The coastal oceans of British Columbia (BC) and Southeast (SE) Alaska are influenced by the interplay of different climatic and oceanographic processes. These regions, where freshwater and ocean waters interact, support diverse food-webs and determine the habitat available for various species of Pacific salmon, which are highly sensitive to changes in environmental conditions.
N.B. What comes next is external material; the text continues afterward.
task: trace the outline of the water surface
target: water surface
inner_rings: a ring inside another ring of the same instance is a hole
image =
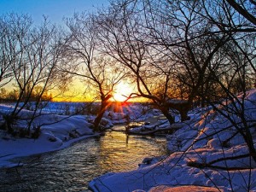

In recent years, Pacific salmon stocks have fallen below average levels, possibly due to a low prey availability for juvenile salmon caused by a mismatch with the timing of phytoplankton and zooplankton blooms. The latter have shown to be highly variable because influenced by a combination of environmental factors, such as ocean temperature. In this connection, the detection of biogeochemical provinces (also referred to as ecological provinces or bioregions) in the coastal oceans of BC and SE Alaska is key to improve our understanding of abiotic processes regulating phytoplankton dynamics and productivity, which in turn influence marine food web structure. Notwithstanding that, to date, no implementation of the biogeochemical provinces concept has been used at regional scale to capture the impact of changing environmental conditions along coastal oceans of British Columbia (BC) and Southeast (SE).

The project aims thus to provide an objectively and tailored bioregionalization of the BC and SE Alaska coastal waters, as a fundamental tool to assess marine ecosystem status and trends. More specifically, to obtain a finetuned discrimination of the environmental-biological interactions at sub-mesoscale, the project relies on the combined use of an unsupervised learning approach and high-spatial ocean measurement delivered by Sentinel-3. The recent Sentinel-3 mission will ensure the continuity of the developed classification scheme by providing long-term operational measurements. Besides, the implemented classification scheme to delineate provinces could be also used worldwide in similar types of coastal environments, facilitating further projects for marine living resources to arise.